The flip side of this is that Wentz hasn’t stayed healthy. He’s been injured in both of the last two seasons and Foles has stepped in for the playoffs. We’d have to just trust that Wentz is going to stay healthy next season. As insurance policies go, Foles is the best one. 

New York Giants 
Eventually, the Giants have to move on from Eli Manning, right? They really should move on from the 38-year-old quarterback now and I think Foles would make a lot of sense. 

The Giants clearly have some offensive weapons and could use a steadying force like Foles, who has played for head coach Pat Shurmur before. 

The big fear about Foles is that he’ll only work in Philadelphia. Well, why not go to a landing spot with an offense that at least has some similarities? Remember, Shurmur was in Philly for Foles’ Pro Bowl 2013 season under Chip Kelly and comes from the Andy Reid tree, which means his offense has similarities to Doug Pederson’s in some ways too. From a purely football standpoint, I like the Giants as a landing spot. But there are some emotional hurdles to get over. 

Oakland Raiders
Head coach Jon Gruden and GM Mike Mayock seem to love Foles and they might be ready to move on from Derek Carr in Oakland or wherever the heck they’re going to play this season. Mayock and Gruden both have ties to Philly and are both very familiar with Foles. 

The Raiders also have three first-round picks, so if the Eagles end up trying to trade Foles instead of letting him walk, the Raiders have the firepower to get a deal done — if that’s the way they want to go. 

It doesn’t mean much, but Foles’ seven-touchdown game came against the Raiders in 2013. 

Carolina Panthers
Apparently, Cam Newton might be in danger of missing the 2019 season because of a shoulder injury. So if the Panthers think he’s not around in the 2019 season, they’ll need someone to play quarterback. Enter Foles? 

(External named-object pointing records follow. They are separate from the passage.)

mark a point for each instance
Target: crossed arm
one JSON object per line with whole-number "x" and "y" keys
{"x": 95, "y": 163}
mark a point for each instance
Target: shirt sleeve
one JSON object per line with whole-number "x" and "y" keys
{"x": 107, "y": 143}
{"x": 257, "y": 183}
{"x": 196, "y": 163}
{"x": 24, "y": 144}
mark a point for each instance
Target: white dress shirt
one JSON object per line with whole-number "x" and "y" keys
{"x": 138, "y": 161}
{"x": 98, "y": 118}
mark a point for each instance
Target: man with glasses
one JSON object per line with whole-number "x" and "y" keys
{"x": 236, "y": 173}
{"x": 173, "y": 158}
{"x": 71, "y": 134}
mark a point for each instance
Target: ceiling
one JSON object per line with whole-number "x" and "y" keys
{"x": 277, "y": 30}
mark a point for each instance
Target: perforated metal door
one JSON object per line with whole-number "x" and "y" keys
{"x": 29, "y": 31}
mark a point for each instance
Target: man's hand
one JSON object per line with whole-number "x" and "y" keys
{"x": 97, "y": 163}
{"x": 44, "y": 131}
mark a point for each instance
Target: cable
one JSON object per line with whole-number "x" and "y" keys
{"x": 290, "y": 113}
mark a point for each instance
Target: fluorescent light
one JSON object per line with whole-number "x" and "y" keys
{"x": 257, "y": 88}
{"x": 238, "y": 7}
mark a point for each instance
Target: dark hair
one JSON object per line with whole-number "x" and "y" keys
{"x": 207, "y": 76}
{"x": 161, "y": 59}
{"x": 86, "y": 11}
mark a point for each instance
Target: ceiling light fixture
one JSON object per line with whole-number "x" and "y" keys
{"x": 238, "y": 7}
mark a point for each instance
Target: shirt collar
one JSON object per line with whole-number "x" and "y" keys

The problem here is that Foles wants to go to a good situation and I’m not sure this is it. Newton has one more year left on his contract after 2019, which means Foles would have to play well enough to make the Panthers change their organizational direction and go with him instead. Don’t know why he’d choose that as a free agent. 

Tampa Bay Buccaneers 
The Bucs hired Bruce Arians as their head coach, but it seems like they’re sticking with Jameis Winston at QB. If there’s a change, maybe it would make sense for Foles. But if there isn’t, not sure why they’re on the list. 

A bonus one from me: Cincinnati Bengals
I’m not convinced the Bengals are going to stick with Andy Dalton, which would make Foles an attractive option, especially for new head coach Zac Taylor, who is the brother of Eagles QBs coach Press Taylor. The Bengals still have A.J. Green and Joe Mixon, so it might not be that bad of a landing spot for Foles.